Dapat dimengerti rasanya perasaan Dejan Lovren, yang kala itu terlihat benar-benar marah. Bek tengah milik Liverpool ini sampai menjegal dan menarik seorang penginvasi, sembari berteriak kepadanya. Entah apa yang diteriakan oleh Lovren, namun pastinya ia tidak senang atas aksi anggota Pussy Riot ini.

Dalam sepak bola (dan olahraga secara keseluruhan), momentum adalah hal yang benar-benar berharga. Satu tim yang tengah mendapatkan momentum tentu memiliki ritme yang pas untuk melakukan serangan. Dalam situasi ini, Kroasia tengah memiliki momentum untuk melakukan serangan balik.

Baca juga: Akselerasi dan Momentum dalam Sepak Bola

Memang, momen ini hanya satu di antara 90 menit yang terjadi di lapangan. Namun, mengerdilkan satu momen ini juga merupakan sesuatu yang tidak adil, terlebih demi satu hal yang tidak berkaitan secara langsung dengan sepak bola. Bisa saja, Kroasia mampu mencetak gol penyama kedudukan ketika melancarkan serangan balik ini apabila Pussy Riot tak serta merta masuk ke lapangan dan mengganggu pertandingan.

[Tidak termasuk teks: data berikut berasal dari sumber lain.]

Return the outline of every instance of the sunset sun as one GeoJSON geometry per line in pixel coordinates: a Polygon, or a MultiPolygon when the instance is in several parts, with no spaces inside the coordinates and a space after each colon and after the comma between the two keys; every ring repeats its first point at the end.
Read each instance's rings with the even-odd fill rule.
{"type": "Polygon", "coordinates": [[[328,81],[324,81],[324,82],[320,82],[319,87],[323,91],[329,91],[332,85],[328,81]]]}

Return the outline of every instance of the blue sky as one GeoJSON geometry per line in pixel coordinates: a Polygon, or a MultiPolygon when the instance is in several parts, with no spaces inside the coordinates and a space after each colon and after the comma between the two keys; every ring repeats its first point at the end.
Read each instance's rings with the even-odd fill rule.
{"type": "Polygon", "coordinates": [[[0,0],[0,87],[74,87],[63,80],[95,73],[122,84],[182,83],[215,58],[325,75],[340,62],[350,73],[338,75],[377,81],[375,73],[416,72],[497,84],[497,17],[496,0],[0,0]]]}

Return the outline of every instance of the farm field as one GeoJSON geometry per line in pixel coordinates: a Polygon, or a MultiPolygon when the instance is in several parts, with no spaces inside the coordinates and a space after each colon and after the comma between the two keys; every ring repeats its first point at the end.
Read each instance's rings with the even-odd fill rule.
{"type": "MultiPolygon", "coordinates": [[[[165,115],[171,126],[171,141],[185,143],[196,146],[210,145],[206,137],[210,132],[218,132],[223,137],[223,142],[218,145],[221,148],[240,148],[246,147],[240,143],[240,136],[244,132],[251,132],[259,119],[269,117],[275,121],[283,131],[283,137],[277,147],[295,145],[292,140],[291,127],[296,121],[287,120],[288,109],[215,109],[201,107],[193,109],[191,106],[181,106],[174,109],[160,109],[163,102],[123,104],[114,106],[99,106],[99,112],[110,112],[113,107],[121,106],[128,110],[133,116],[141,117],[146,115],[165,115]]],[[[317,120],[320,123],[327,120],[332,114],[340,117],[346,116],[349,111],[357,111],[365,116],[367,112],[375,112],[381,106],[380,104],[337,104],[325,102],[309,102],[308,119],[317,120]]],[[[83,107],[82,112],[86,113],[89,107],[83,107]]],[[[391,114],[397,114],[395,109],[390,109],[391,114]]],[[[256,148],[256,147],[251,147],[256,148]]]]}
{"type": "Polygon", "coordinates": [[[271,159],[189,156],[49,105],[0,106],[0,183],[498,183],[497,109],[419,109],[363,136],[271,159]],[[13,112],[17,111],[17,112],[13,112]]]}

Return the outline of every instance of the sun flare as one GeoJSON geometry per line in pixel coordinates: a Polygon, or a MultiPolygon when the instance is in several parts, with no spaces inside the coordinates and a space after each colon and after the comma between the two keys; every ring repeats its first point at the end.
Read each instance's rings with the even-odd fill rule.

Tentu saja banyak pro dan kontra dalam hal ini. Namun, melihat dari sudut pandang sepak bola, tindakan Pussy Riot ini tentu sangat merugikan, terutama bagi timnas Kroasia. Tanpa melihat muatan protes yang mereka sampaikan (dan tidak ada masalah sama sekali dalam muatan protes tersebut), cara penyampaian protes yang mereka lakukan sangat disayangkan dan tak bisa ditolerir 100%.